For our own presentation, we went with a pitch focused on the story and interactivity of Third Rail, and, as we're allergic to PowerPoint, showed a trailer (Zack and I will post it to our just-launched company site, Exit Strategy, soon). Considering we filmed the trailer informally on a late-night train without lights or permits, it was nice to hear members of the roundtable -- who often see content produced for millions of dollars/pounds/euros -- comment on it being well-shot, stylish, and well-edited. The footage was shot on my newly acquired DSLR, which cost less than the camcorder I won as a student in a contest eight years ago, and I edited it on a laptop that I purchased with grant money from the National Endowment for the Arts four years ago. From a technology standpoint this is invigorating; to be able to produce something of quality with little to no outlay may be as large a development in filmmaking as are the new cross-platform distribution possibilities.
But in the brave new world of transmedia, being proficient at the craft of filmmaking is sometimes treated as a footnote. Time and again when we've pitched Third Rail to the digital divisions of major American studios, we've received comments along the lines of, "you guys can obviously shoot and edit, BUT..." and then the rest of the sentence is about demographics and brand-integration opportunities (or lack thereof). I wouldn't have guessed several years ago that my success as a filmmaker would be predicated more on marketing savvy, business acumen, and social networking than it would be on actual storytelling ability. The rules are changing rapidly and the role I thought I was preparing myself for is no longer extant.
The question is, from the standpoint of telling meaningful stories, do we like where all this is going? As filmmakers we have a lot more control over our own distribution, and this is wonderful and a long time coming. But on the other hand these new distribution models make a project subject to a barrage of questions about brand-friendliness and viable cross-platform business strategies, instead of strength of story or meaningful character development. My impression is that these latter issues used to be given more weight from a financier's perspective; when the distribution model was known, the questions a project were beholden to were more about, say, the quality of writing rather than the social networking hooks. When we produced The West Side, we just treated it as if it were a film in parts, and focused on quality; at the time, many people thought webisodes were foward-looking, but the online ad-supported model was quickly outed as unsustainable without additional revenue streams or end-games. We didn't know what we were getting ourselves into.
The challenge going forward will be to maintain standards of narrative quality while simultaneously adapting to new finance and distribution models, and my impressions -- based on a year of pitching a transmedia project to major studios, as well as attending and sitting on panels at several film and television conferences -- is that we're undergoing a transition where the craft and quality of storytelling can easily become a peripheral issue.
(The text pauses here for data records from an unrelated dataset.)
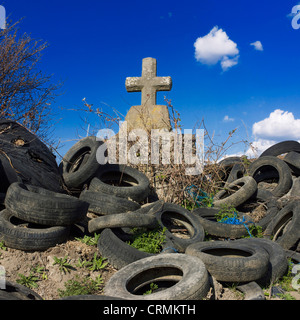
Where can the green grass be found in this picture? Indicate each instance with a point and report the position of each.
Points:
(150, 241)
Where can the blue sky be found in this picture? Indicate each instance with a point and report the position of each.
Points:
(94, 45)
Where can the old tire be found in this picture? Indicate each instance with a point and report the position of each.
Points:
(103, 204)
(80, 164)
(19, 234)
(120, 220)
(284, 228)
(122, 181)
(231, 261)
(207, 218)
(112, 245)
(236, 192)
(173, 213)
(188, 273)
(38, 205)
(278, 263)
(262, 164)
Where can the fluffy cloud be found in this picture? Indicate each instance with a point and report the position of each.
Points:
(216, 47)
(279, 126)
(227, 118)
(257, 45)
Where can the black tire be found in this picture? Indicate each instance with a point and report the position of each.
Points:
(122, 181)
(103, 204)
(293, 161)
(38, 205)
(25, 158)
(21, 235)
(282, 147)
(207, 218)
(267, 163)
(224, 168)
(80, 164)
(120, 220)
(285, 226)
(236, 192)
(252, 291)
(112, 245)
(15, 291)
(188, 273)
(278, 263)
(231, 261)
(173, 213)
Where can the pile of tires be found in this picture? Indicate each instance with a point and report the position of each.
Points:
(233, 256)
(112, 199)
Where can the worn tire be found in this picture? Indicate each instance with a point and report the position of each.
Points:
(38, 205)
(175, 213)
(293, 161)
(207, 219)
(112, 245)
(103, 204)
(109, 177)
(231, 261)
(80, 164)
(189, 273)
(262, 164)
(25, 158)
(284, 228)
(248, 187)
(16, 291)
(252, 291)
(32, 237)
(120, 220)
(278, 263)
(281, 147)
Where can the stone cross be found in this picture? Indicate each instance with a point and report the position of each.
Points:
(149, 83)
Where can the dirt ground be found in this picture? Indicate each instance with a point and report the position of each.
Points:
(18, 262)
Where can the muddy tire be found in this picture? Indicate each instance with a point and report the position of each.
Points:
(284, 228)
(173, 213)
(268, 163)
(80, 164)
(182, 277)
(21, 235)
(236, 192)
(103, 204)
(41, 206)
(207, 218)
(231, 261)
(122, 181)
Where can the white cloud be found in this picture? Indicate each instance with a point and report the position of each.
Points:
(257, 45)
(227, 118)
(279, 126)
(216, 47)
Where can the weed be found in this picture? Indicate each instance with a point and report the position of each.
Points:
(82, 286)
(28, 281)
(64, 266)
(226, 211)
(88, 240)
(148, 241)
(95, 265)
(2, 246)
Heart of the City's strengths are as a brand-friendly, demo-targeted, cross-platform marketing vehicle, and that is not to say that the project itself doesn't have a strong story; the lesson learned for us, however, is that a transmedia pitch should focus on the potential for product giveaways and twitter updates more than script or tone. The well-qualified jury has spoken, and it is clear that the future of filmmaking is not limited to filmmaking.
I hope this does not come off as complaint -- this is just me learning as I go. Zack and I were the youngest of the seven project teams accepted out of 120 applicants, so it's not as if our hopes are dashed -- if anything, the feedback we received from the roundtable was incredibly valuable and will ultimately help make Third Rail a stronger project with a better chance of finding an audience. We also had the opportunity to meet with several well-respected producers and executives, and the knowledge they freely donated to us in these meetings will prove invaluable both for Third Rail and for future projects. Finally, Liz, Tishna, Mel, and all the PTTP organizers did a great job of putting together a terrific event.
I've done much of what I set out to do when I started this blog in 2005, and that is get myself to New York City, work hard on do-it-yourself projects, and turn the resulting abilities as a writer, director, shooter, and editor into a something resembling a career. But I haven't been very prolific as a filmmaker, I haven't been very aggressive as a networker or marketer, and I haven't really put this blog to work as an effective social tool. My tasks in the immediate future are to address these issues from a focal standpoint, and retool this site as a useful place for anyone who pursues an independent, creative career. In helping me understand where film is going and where I need to be, Power to the Pixel and the associated Pixel Pitch have been invaluable, and that is the prize I'll take away from the conference.